Well, the AES should not really need to bother itself much with such
issues. That is mainly the domain of the VDI.

> and since when do demos not include "bitmap", "texture", "vector" and
> "effects" ASM routines that are highly (even tortuously) speed
> orientated while maintaining visual quality

As I mentioned earlier, the problem with demo code is not that it is
not fast or pretty, but that it is very specialized. I would be
surprised if we could uncover more than a few scattered bits and
pieces that would be useful for the VDI. Especially considering that a
modern machine is not likely to be using any of the graphics hardware
the demo code has been written for in any case.

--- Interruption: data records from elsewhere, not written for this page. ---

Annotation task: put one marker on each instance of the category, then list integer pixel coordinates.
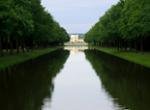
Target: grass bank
(142, 58)
(10, 60)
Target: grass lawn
(142, 58)
(9, 60)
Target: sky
(77, 16)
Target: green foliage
(124, 25)
(25, 24)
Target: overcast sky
(77, 16)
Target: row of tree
(24, 25)
(125, 25)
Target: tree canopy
(124, 25)
(26, 24)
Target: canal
(75, 79)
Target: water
(77, 79)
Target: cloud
(77, 15)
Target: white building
(75, 38)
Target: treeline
(125, 25)
(24, 25)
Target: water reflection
(27, 86)
(127, 83)
(76, 49)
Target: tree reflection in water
(126, 82)
(24, 87)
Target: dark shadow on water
(127, 83)
(24, 87)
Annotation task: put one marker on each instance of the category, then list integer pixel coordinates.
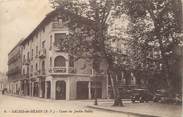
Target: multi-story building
(49, 72)
(14, 69)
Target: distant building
(39, 67)
(14, 69)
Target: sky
(18, 18)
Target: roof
(53, 13)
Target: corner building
(48, 72)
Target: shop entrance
(60, 90)
(82, 90)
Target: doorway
(82, 90)
(60, 90)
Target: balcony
(61, 70)
(42, 53)
(56, 25)
(26, 61)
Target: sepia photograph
(91, 58)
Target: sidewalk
(143, 109)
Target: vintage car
(141, 95)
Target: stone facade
(48, 72)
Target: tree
(155, 24)
(98, 13)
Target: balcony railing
(42, 53)
(61, 70)
(56, 25)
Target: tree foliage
(155, 25)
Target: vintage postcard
(91, 58)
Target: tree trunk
(117, 98)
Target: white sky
(17, 19)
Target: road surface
(22, 107)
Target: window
(36, 50)
(31, 68)
(32, 54)
(43, 44)
(23, 71)
(50, 42)
(59, 61)
(71, 61)
(28, 56)
(59, 37)
(24, 59)
(43, 29)
(50, 62)
(36, 67)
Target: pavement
(85, 108)
(150, 109)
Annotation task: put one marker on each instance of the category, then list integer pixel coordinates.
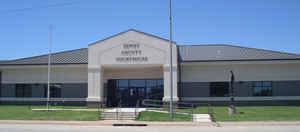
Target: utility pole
(171, 64)
(49, 65)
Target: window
(219, 89)
(23, 90)
(262, 88)
(55, 90)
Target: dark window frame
(260, 89)
(214, 89)
(55, 90)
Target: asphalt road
(74, 128)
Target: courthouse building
(133, 65)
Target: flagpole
(171, 63)
(49, 66)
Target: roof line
(128, 31)
(237, 60)
(47, 54)
(281, 52)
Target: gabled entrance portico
(132, 57)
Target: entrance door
(129, 92)
(136, 95)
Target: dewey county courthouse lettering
(134, 65)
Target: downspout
(179, 90)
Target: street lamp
(171, 63)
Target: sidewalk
(111, 122)
(105, 123)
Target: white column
(167, 90)
(95, 84)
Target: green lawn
(157, 116)
(254, 113)
(13, 112)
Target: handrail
(180, 105)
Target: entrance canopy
(130, 50)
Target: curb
(260, 123)
(106, 123)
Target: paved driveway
(74, 128)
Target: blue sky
(267, 24)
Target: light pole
(171, 64)
(49, 66)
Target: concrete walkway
(61, 109)
(111, 122)
(125, 110)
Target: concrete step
(118, 116)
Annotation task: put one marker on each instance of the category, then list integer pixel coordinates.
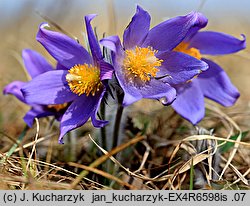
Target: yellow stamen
(184, 48)
(58, 107)
(141, 63)
(84, 79)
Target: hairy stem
(118, 118)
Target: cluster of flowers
(165, 63)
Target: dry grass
(144, 160)
(159, 150)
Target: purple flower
(146, 57)
(82, 82)
(35, 65)
(213, 83)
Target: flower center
(84, 79)
(141, 63)
(184, 48)
(57, 107)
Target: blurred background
(19, 21)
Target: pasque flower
(146, 57)
(214, 82)
(82, 82)
(35, 65)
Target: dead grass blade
(106, 156)
(102, 173)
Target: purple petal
(137, 30)
(106, 70)
(36, 112)
(156, 89)
(78, 113)
(60, 67)
(64, 49)
(215, 43)
(216, 85)
(14, 88)
(168, 34)
(180, 67)
(93, 43)
(114, 44)
(48, 88)
(35, 63)
(190, 102)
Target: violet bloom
(82, 81)
(145, 58)
(35, 65)
(213, 83)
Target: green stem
(117, 125)
(103, 130)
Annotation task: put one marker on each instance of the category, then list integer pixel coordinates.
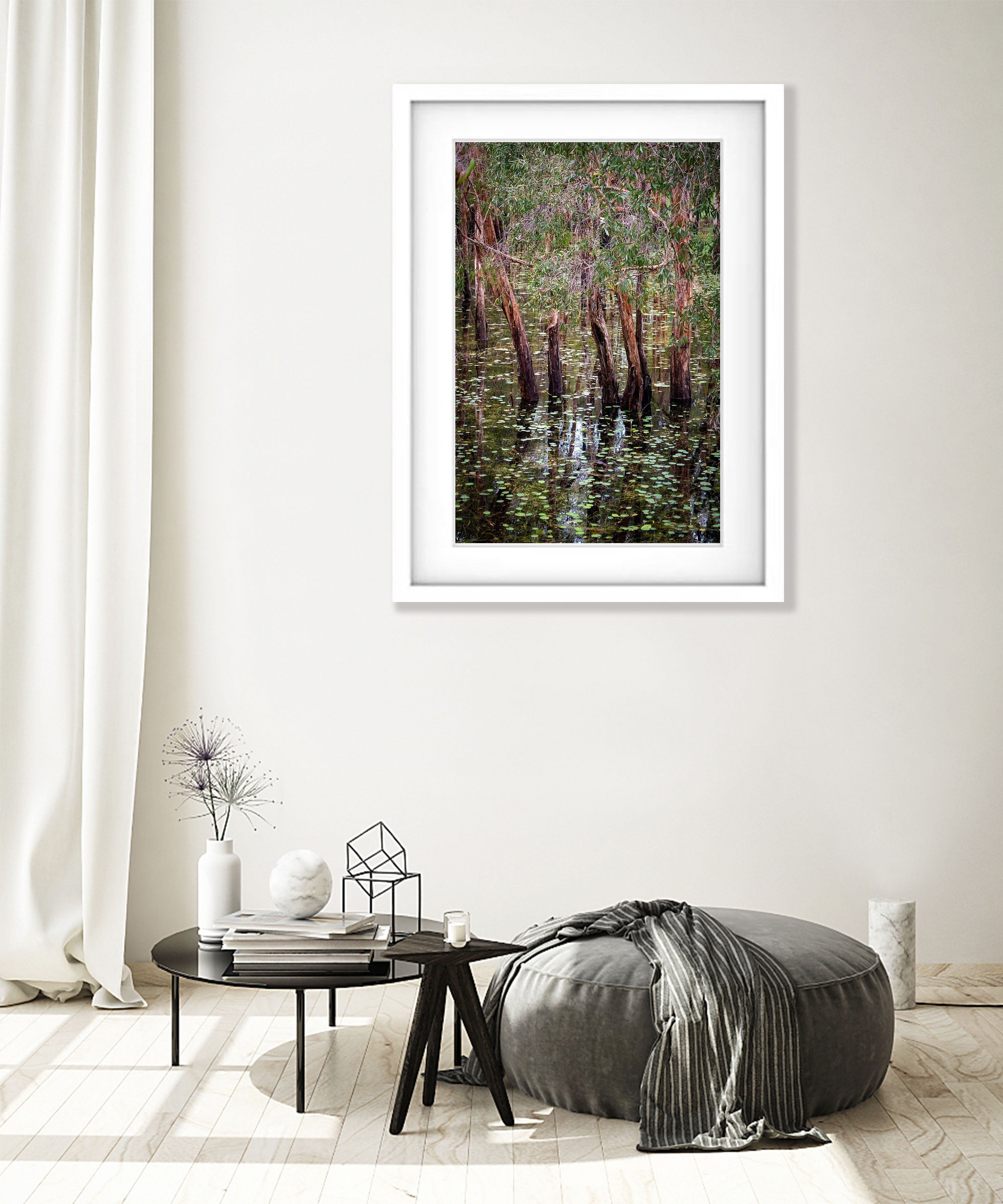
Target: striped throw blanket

> (initially) a large amount of work involved, but as you will become
> aware, the best parts of fVDI are ASM, the parts in C have bee
> neglected simply because there was no one to pay them special

Actually, many of the C parts of fVDI are newer than the assembly.
Some things got written in assembly only because certain other parts
were, without any real performance reason (and some of the performance
reasons were no better than - "I want to beat NVDI at <insert test
program here>" ;-). When I last worked on fVDI I was rewriting some of
those things in C, for the same reasons others have mentioned.

The monochrome driver is 100% assembly, but much of that code dates
back to my monochrome ST days (I only had a monochrome monitor back
then, and wrote some rendering code for my QL emulator). Later I was
often using monochrome mode on my Falcon, for performance reasons, and
parts of the monochrome driver is reused internally in the fVDI engine
(text rendering).
There was never any question about not writing the RageII driver in C,
however, and it wouldn't have been significantly faster in assembly.
The last performance optimization I was working on was for the
bitplane driver, in C...

> attention. unfortunately for you and me, those part most neglected (or
> most rudimentary) are the same parts you an I would use on a regular

I think it might be a good idea to work out who the user will be here.
How important is bitplane and FalconTC really these days?
Still, there is certainly a lot that can be done to improve the speed
for the old graphics modes, especially on more modern hardware (I had
some good results using shadow buffers in FastRAM on my AB040).